Grant: GF22-07833K
from 01/01/2022
to 31/12/2024
Grantor: Czech Science Foundation / National Science Centre Poland
Homogeneity and Genericity of Metric Structures - Groups, Dynamical Systems, Banach Spaces and C*-Algebras
Objectives:
The project is devoted to all aspects of homogeneity and genericity in metric groups, functional analysis and dynamical systems. Various Fraïssé constructions will be investigated, e.g. for the Jacelon-Razak and Jiang-Su C*-algebras, as well as a non-compact counterpart of the Poulsen simplex. We will also construct and analyze Polish spaces of bounded linear operators, actions of finitely generated groups on compact metric spaces and representations of countable groups. Absolute homogeneity for metric spaces and dilation groups will be examined and we will also generalize Pontryagin duality to the framework of metric groups. Moreover, we will extend the theory of Katětov functors to metric Fraïssé classes and study its relations to universality of automorphism groups of Fraïssé limits and Borel reducibility of isomorphism relations. The theory of Borel reduciblity will be also investigated in the more general framework of pseudometrics.
Grant: GC22-08633J
from 01/01/2022
to 31/12/2024
Grantor: Czech Science Foundation/National Research Foundation Korea
Qualitative Theory of the MHD and Related Equations
Objectives:
The project is oriented to studies of a wide class of equations of magneto-hydro-dynamics (MHD), modeling flows of electrically conductive fluids (both incompressible and compressible, without or with Hall's effect). The presence of magnetic field evokes many new challenging questions. In addition to existing mathematical models, our aims include formulation and studies of new models, which e.g. concern (a) physically and mathematically relevant boundary conditions for the magnetic field, (b) micropolar fluids and (c) motion of a body with a cavity filled in by an electrically conductive fluid.
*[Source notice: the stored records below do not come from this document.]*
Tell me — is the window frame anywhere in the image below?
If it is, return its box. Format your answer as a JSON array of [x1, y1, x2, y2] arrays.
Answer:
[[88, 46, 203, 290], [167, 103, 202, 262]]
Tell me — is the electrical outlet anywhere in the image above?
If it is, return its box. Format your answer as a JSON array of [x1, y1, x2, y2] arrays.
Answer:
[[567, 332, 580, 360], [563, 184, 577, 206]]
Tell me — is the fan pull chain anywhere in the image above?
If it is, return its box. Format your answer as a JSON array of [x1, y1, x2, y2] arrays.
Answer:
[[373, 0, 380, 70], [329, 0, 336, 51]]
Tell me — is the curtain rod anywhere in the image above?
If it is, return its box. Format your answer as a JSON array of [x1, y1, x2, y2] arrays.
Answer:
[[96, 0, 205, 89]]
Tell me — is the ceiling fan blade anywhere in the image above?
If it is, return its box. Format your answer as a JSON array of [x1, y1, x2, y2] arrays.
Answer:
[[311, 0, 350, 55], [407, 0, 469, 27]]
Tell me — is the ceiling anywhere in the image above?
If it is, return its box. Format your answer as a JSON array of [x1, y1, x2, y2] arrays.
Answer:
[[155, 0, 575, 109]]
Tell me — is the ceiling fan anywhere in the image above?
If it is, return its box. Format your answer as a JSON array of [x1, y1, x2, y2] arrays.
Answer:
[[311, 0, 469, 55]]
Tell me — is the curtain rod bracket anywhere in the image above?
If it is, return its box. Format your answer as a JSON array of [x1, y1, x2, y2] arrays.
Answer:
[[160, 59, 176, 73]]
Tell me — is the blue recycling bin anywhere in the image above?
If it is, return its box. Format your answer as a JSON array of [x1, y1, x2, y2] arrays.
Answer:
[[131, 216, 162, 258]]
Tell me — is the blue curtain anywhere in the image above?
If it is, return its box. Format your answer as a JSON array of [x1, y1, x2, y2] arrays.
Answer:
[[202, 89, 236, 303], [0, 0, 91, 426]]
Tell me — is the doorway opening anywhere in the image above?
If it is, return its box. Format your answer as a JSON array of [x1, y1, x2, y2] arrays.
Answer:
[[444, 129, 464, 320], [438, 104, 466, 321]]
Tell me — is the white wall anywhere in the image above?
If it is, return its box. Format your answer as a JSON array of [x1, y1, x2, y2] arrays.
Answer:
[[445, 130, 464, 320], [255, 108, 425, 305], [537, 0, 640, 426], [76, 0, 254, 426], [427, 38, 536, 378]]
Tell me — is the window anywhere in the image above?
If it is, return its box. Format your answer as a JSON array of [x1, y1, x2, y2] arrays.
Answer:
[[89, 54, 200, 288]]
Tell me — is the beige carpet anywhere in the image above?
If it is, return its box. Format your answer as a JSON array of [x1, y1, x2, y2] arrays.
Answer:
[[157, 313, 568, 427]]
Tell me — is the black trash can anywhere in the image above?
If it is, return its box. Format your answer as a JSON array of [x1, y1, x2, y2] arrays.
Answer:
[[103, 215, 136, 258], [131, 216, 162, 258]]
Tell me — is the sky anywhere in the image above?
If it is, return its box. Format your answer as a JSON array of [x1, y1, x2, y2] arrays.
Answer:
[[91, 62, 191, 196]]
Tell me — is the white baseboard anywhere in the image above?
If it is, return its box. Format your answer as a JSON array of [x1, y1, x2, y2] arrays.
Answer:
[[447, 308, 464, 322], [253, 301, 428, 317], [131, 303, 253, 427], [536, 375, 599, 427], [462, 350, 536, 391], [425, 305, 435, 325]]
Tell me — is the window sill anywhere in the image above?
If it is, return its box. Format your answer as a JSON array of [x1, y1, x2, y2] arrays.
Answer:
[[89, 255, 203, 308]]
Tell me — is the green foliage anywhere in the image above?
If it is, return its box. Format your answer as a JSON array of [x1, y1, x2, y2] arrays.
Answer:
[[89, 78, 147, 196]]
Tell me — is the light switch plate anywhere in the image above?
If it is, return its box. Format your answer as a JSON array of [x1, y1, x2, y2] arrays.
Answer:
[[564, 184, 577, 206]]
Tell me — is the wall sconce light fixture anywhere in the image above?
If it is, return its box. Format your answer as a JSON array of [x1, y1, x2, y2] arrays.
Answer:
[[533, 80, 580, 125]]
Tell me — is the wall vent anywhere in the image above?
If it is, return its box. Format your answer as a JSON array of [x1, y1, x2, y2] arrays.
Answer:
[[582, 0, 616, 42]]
Considered mathematical problems involve questions of regularity, analysis and consistent theory for the models from items (a)-(c), problems with artificial "outflow"' boundary conditions and problems in domains with moving boundaries. Our project assumes a close cooperation with colleagues from the Yonsei University in Seoul and other respected researchers and active participation of post-docs and doctoral students on both sides.